The UK Department of Health and Social Care made its first tweet about the new coronavirus testing system on 25 January 2020. Less than a week later, the department tweeted its first announcement of two positive tests for COVID-19 in the UK, a foreshadowing of a series of events to come that could impact lives. It was going to have a profound effect. As the coronavirus spread, millions of other tweets were added to these initial tweets as people reacted to the rumors of lockdown, panic buying, and heartbreaking stories from around the world.
Time passed and tweets about masks, R numbers, and mass immunity were flooded with tweets of misinformation and conspiracy theories. Gradually, tweets started being made around the world waiting for the arrival of the vaccine and the situation returns to normal. Taken together, these tweets are a vast historical document - a modern diary by Samuel Pepps - that chronicles how life has changed during the pandemic. But with millions of tweets scrutinized, deciphering them all requires careful archiving.
My colleagues and I have archived these, creating a publicly accessible database of pandemic-related tweets that anyone can access. We hope this collection will help researchers and the public understand what has changed since the early weeks of 2020.
Twitter has already been used regularly as a research tool. A particularly interesting study showed that an increase in the use of words like "pneumonia" on Twitter in January 2020 indicated early warning signs of the spread of COVID-19 in Europe.
In other work, researchers have examined how world leaders turned to Twitter during the pandemic, and others created datasets to uncover how the public followed their COVID-19 policies. Another dataset from the University of Southern California contains 1.23 million tweets, including English, French, Thai, Indonesian, and more.

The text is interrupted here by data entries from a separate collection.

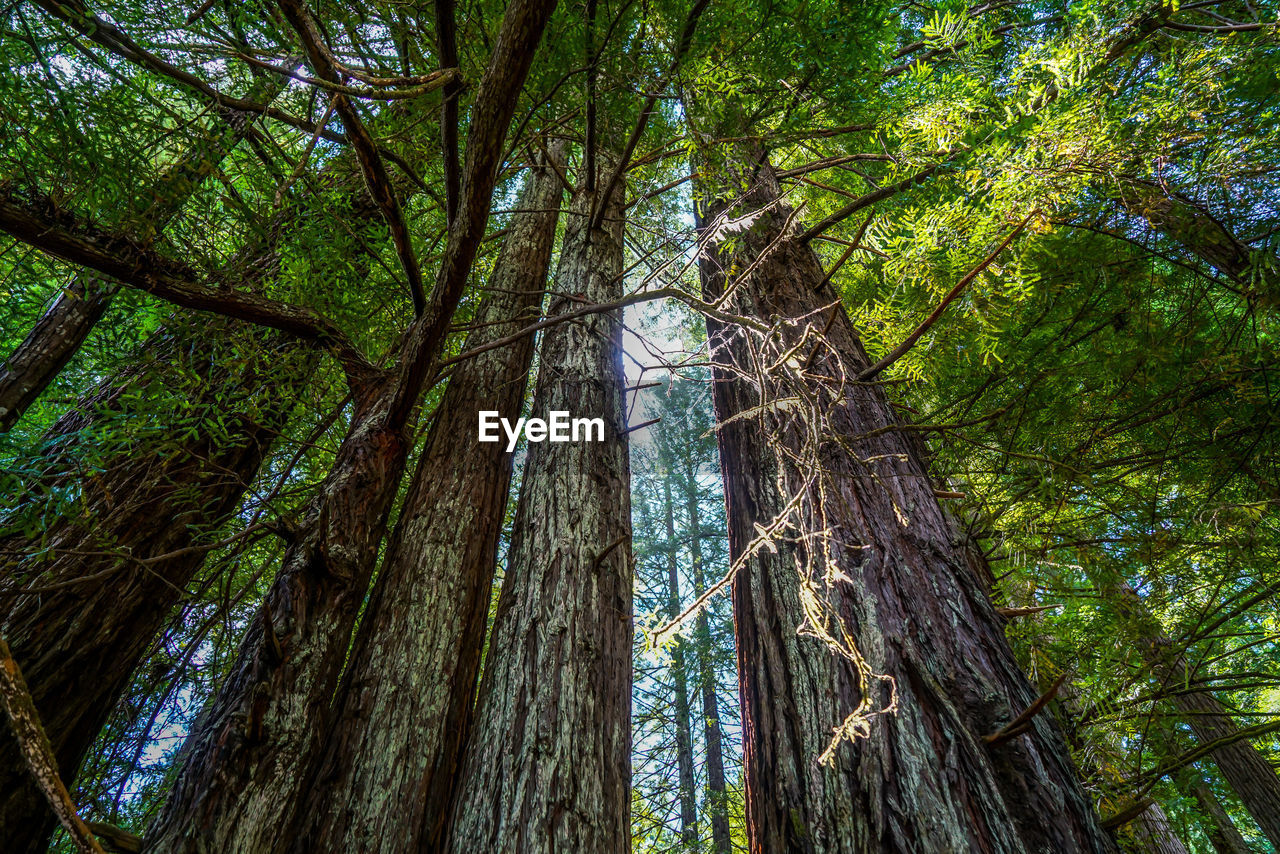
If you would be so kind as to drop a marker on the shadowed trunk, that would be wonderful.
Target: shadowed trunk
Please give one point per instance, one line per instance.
(864, 558)
(548, 766)
(1152, 834)
(1221, 831)
(67, 324)
(405, 706)
(247, 759)
(105, 576)
(680, 674)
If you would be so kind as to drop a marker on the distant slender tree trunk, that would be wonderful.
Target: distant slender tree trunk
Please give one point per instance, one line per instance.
(868, 534)
(1152, 832)
(68, 322)
(1244, 768)
(548, 766)
(403, 711)
(680, 675)
(1221, 831)
(247, 758)
(104, 579)
(717, 799)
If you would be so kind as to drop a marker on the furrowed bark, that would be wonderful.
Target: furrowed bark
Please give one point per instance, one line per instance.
(68, 323)
(919, 777)
(101, 587)
(405, 706)
(717, 800)
(1153, 834)
(548, 766)
(1244, 768)
(246, 761)
(1196, 229)
(1221, 831)
(680, 674)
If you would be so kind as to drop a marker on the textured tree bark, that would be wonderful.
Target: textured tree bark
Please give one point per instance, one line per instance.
(717, 802)
(1221, 831)
(680, 674)
(1244, 768)
(885, 576)
(103, 579)
(67, 324)
(248, 757)
(1152, 834)
(403, 709)
(548, 766)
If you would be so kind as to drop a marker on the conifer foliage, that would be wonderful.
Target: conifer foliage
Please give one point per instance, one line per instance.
(932, 346)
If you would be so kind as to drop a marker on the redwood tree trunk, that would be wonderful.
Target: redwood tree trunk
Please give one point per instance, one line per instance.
(405, 706)
(101, 584)
(1244, 768)
(680, 674)
(1152, 834)
(248, 757)
(717, 799)
(1221, 831)
(885, 578)
(548, 766)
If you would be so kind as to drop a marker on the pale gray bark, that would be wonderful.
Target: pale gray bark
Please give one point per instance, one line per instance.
(548, 768)
(405, 706)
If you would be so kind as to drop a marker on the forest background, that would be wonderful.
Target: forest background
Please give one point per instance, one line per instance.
(248, 250)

Then comes the study of misinformation on Twitter, which has been a major concern since the start of the pandemic. One study found that outright false claims spread faster than tweets containing partially false claims.
Another study found that unverified personal Twitter accounts had the highest rates of COVID-19 misinformation and that tweets with misinformation were more likely to use hashtags like #nCoV2019 than #COVID19.
Misinformation has also given rise to conspiracy theories. Investigations reveal that they claim the virus was developed as a biological weapon, that the vaccination program is part of a mass surveillance program, and that even the entire pandemic is a hoax.
These findings helped social media companies to ban persistent offenders, remove tweets containing misinformation, employ more fact-checkers, and add warnings to the disputed information.
All of these studies are useful in encouraging platforms to reach a public opinion and weed out misinformation, but most of their datasets are not publicly accessible and you need specialized skills to access and analyze them.
To overcome this obstacle, our team at Birmingham City University has developed the Trust and Communication: Coronavirus Online Visual Dashboard (TRAC: COVID). This is a collection of more than 840 million tweets in English that contain words and hashtags related to the pandemic. This currently covers UK tweets from January 2020 to April 2021 and will be increased as we get more data.